*With apologies for cross-posting*
Ideal/ Idol: The Feminine in Early Modern Culture
Call for Papers: Renaissance Society of America 2013
San Diego, CA – 4-6 April 2013
In the early modern period, ideals of femininity were constructed in a variety of discourses, including Neoplatonic philosophy, Petrarchan poetry, treatises on the family and the state, as well as within sermons and devotional literature. Feminine ideals were also promulgated through images of the Virgin Mary, female saints, mythological deities, and contemporary portraits. This session seeks to explore how idealization of the feminine within early modern art and literature verges on or becomes a form of idolization. It also aims to investigate shifting perspectives: where do the (more or less) positive connotations of "idol" slip to the more negative ones of "idolatry?" How is the ideal female as idol challenged, re-appropriated, and parodied? What was the impact of the dialogue that developed between feminine ideals from Europe and those belonging to newly discovered cultures within the Americas, India, Japan, and China?
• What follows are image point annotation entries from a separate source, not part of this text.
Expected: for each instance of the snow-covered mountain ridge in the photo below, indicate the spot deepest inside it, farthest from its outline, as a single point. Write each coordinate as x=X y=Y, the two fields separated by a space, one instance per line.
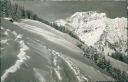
x=96 y=29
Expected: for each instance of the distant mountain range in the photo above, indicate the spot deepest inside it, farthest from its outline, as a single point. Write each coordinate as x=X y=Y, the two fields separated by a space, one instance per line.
x=96 y=29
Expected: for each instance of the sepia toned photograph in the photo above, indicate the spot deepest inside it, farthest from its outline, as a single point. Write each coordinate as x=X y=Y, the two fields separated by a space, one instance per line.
x=64 y=40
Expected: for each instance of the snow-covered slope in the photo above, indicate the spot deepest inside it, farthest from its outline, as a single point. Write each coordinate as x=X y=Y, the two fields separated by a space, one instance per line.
x=47 y=55
x=96 y=29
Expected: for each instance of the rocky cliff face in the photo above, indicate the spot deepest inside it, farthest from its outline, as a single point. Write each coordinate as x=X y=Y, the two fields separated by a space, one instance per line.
x=96 y=29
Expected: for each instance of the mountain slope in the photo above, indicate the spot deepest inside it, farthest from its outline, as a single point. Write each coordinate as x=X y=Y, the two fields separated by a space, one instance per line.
x=52 y=57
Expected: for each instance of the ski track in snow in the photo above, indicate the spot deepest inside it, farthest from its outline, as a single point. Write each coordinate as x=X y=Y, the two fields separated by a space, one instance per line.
x=80 y=77
x=39 y=76
x=22 y=57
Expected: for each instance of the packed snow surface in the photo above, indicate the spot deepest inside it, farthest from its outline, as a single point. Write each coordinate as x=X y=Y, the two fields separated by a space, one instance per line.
x=22 y=57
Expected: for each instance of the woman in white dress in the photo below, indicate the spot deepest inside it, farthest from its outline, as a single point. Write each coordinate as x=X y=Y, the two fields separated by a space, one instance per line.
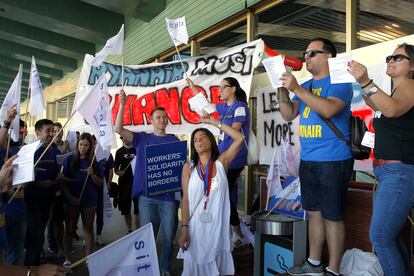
x=205 y=238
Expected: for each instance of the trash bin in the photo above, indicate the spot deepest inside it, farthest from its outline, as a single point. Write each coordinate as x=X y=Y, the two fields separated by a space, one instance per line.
x=280 y=242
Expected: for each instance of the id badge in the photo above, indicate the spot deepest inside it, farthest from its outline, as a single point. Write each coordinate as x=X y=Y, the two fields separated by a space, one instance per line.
x=205 y=217
x=368 y=140
x=221 y=136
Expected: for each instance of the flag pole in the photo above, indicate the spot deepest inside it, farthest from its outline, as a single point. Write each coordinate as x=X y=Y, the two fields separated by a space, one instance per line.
x=87 y=177
x=182 y=64
x=43 y=153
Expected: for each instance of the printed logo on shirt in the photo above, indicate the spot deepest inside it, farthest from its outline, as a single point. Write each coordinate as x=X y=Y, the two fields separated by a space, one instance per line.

For this interdisciplinary panel, we invite submissions that examine different perceptions of ideal femininity in the early modern world. Possible topics might include, but are not limited to: the ideal beloved as celestial being, the cult of beauty as a form of idolatry, the fetishization of the female body, the feminine as a form of salvation, and the real v/s ideal.
Please send a 150-word abstract and a one-page CV to Rebekah Compton ([log in to unmask]) and Judith Allan ([log in to unmask]) by May 9. The early deadline allows for this panel to be submitted to the Society of Early Modern Women for possible sponsorship.